What would caused all four wheels of a Two year old 5th wheel Big Horn 3670RL, to leak grease into brake area? Can I clean the brakes and replace seals or do I need to replace all four brake assemblies and seals? The RV has a max weight rating of 16,000lbs, should I convert from grease to oil bath? The newer units are now coming out with oil bathes. Thank you,
asked by: Tom J
If all four wheels on your 2-year-old Big Horn 5th wheel trailer have suddenly leaked wheel bearing grease into the brake assemblies my initial thought is that perhaps the bearings have recently been re-packed (which is typically to be done at 6 or 12 month intervals depending on manufacturer) with either too much grease or with grease of an incorrect grade. While there are general-purpose grease products that can be used in multiple applications, wheel bearings usually require a grease made specifically for that purpose that can retain its viscosity under operating temperatures. Certain grease types, including some high quality bio-based products, are inappropriate for use in wheel bearings because despite having excellent lubricity characteristics, their viscosity will change with temperature. As the bearings warm up during use, these products may thin out enough to leak through the seals.

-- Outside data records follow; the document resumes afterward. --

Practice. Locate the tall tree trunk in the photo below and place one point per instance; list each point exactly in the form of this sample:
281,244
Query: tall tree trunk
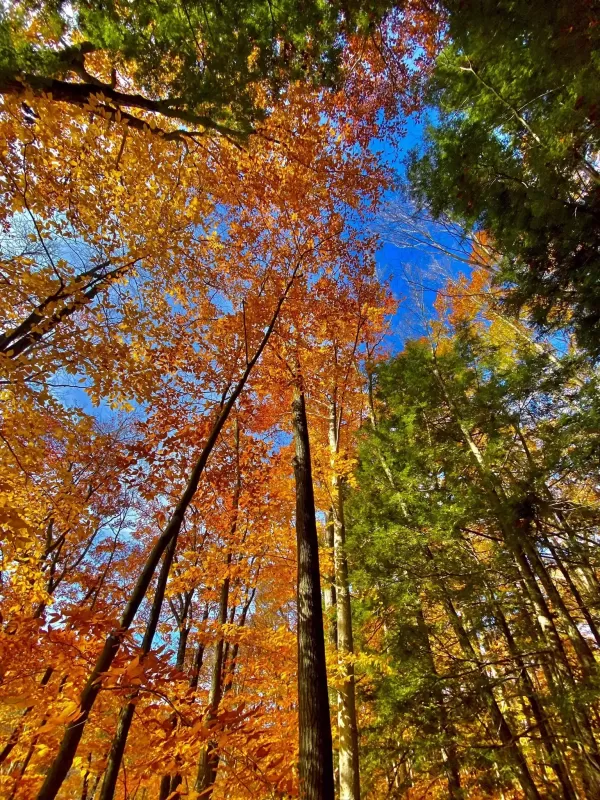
115,756
531,567
208,763
554,754
68,747
329,594
170,783
501,726
349,776
316,755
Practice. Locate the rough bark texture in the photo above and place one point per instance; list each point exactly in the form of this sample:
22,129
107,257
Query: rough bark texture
501,726
115,757
316,757
347,722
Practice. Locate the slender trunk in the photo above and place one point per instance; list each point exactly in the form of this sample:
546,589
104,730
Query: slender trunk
68,747
329,593
446,728
316,756
170,783
199,657
554,754
590,621
209,757
115,756
208,763
13,739
347,722
501,726
232,664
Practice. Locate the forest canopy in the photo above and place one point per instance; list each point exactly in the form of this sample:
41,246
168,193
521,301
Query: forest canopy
299,404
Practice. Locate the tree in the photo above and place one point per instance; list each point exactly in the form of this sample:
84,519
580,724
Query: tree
438,569
514,152
217,66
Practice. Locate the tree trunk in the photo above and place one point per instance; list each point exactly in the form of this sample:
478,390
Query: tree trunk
349,776
209,757
115,756
329,594
316,756
446,728
501,726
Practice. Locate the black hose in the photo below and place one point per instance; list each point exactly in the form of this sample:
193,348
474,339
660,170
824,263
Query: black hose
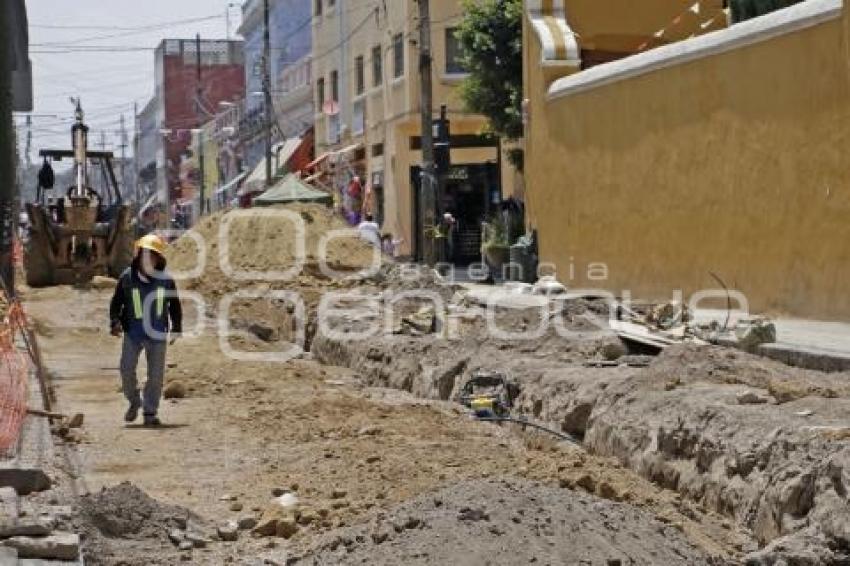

If your bearings were recently filled by use of a grease gun, it is possible they were overfilled and that the pressure ruptured the grease seals.
I would check for damaged or worn seals, and for damage to the two 7000-pound rated axle assemblies. If the seals show any damage or wear they should be replaced. At minimum you will need to thoroughly clean the brake assemblies, and replace the brake pads, but I recommend that you entirely replace the brake assemblies so that you know all parts are clean, new and will function properly. When re-packing the bearings I suggest a product such as LubriMatic Disc/Drum Brake and Wheel Bearing Grease, part # L11380, which is a thick grease with thermal properties that make it ideal for this application.
I recommend you use a double-lip grease seal, for example part # RG06-050, as these do a better job of keeping the grease where it belongs. Select a grease seal that closely matches the diameter of the spindle. A video is included showing how to remove and replace grease seals during bearing and race replacement.
I have also included an article concerning trailer wheel bearings and a video demonstrating the process of repacking bearings from start to finish.
Oil bath type wheel bearings offer the advantage of visibility of the oil level. Quick visual inspection allows you to see if the oil level is correct and if the oil is clean. Re-filling oil bath bearings is quicker and easier than the process of re-packing greased bearings and offers the advantage of being possible while on the road. You only know your greased bearings need grease by removing the wheels and hubs and performing the inspection.